Un G8 inutile, comme d’habitude

Ce qui est bien avec l’actualité, c’est son caractère rassurant. Chaque année, de façon régulière, les sujets reviennent avec une régularité de métronome. Le G8 qui se termine ne fait pas exception : comme d’habitude, c’est une réunion pour rien.

Allons, allons, me direz-vous. On parle de choses importantes, au G8. Cette année, par exemple. Bien que certains regrettent le “manque d’ampleur” du G8 de cette année, on y a quand même parlé de sécurité énergétique, du proche-orient, de la nécessité de traiter les problèmes posés par la pauvreté et le sous-développement, ainsi que de l’impérieuse nécessité de se concerter pour résoudre les menaces envers la stabilité financière mondiale.

Tout cela est très bien : ce sont au mot près les sujets qui avaient fait l’objet de discussions au premier G6, en 1975 à Rambouillet. Ce sont d’ailleurs les sujets qui sont abordés chaque année au G-quelque chose (6, puis 7 avec le Canada, puis 8 avec la Russie). Chaque année, les chefs d’état discutent de ces sujets.

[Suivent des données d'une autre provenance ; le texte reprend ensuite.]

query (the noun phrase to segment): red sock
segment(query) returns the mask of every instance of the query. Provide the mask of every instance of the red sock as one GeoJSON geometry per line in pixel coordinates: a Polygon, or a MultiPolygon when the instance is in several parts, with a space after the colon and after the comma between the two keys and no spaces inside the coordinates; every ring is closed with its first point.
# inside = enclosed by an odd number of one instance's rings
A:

Selon les années et l’humeur des participants, ils arrivent à une déclaration commune plus ou moins ronflante sur chacun de ces sujets, qui se termine par la nécessité de poursuivre la concertation et de se revoir l’année suivante. Chaque année, cela ne sert à rien. C’est à peine une exagération que de dire que le programme et la déclaration finale sont recopiés in extenso d’une année sur l’autre.

Pouvez-vous vous souvenir d’un seul G8 ayant eu un effet, auquel on puisse rattacher un accord ou un évènement quelconque, ayant apporté le moindre commencement de solution à un problème? rappelons qu’il y a eu un G8 par an depuis 1975. Si vous avez une bonne mémoire, vous vous souvenez peut-être du sommet de Gênes en 2001; mais vous vous en souviendrez surtout pour la mise à sac de la ville par des antimondialistes et la violente répression ayant conduit à la mort d’un homme. A cette occasion, on avait un peu varié la déclaration finale, en insistant sur la nécessité de “discuter avec les représentants de la société civile”. Vous vous souvenez peut-être aussi du sommet de l’année dernière à Londres : il s’agissait de “make poverty history”. La seule issue concrète de ces slogans verbeux aura été la création, en France, d’une taxe sur les billets d’avion : le rôle du G8 dans l’affaire a été nul. En France, on n’a pas besoin de l’aide de chefs d’état étrangers pour inventer de nouveaux impôts.

Il y a une autre constante : chaque année, lors du G8, des gens très intelligents vous expliquent que certes, cette année, on n’a pas fait grand chose, mais que le principe de ces grandes discussions est important et qu’il ne faut pas les condamner. Cette année, c’est Eric le Boucher qui s’y colle. D’autres fondent leurs espoirs de multilatéralisme sur des comités différents du G8, plus orientés vers un objectif précis, et faisant intervenir uniquement les gens qui comptent sur ces problèmes. L’argument est toujours le même : dans un monde toujours plus multilatéral, dont les problèmes sont de plus en plus globaux, il faut des solutions globales, au lieu de se recroqueviller au niveau national.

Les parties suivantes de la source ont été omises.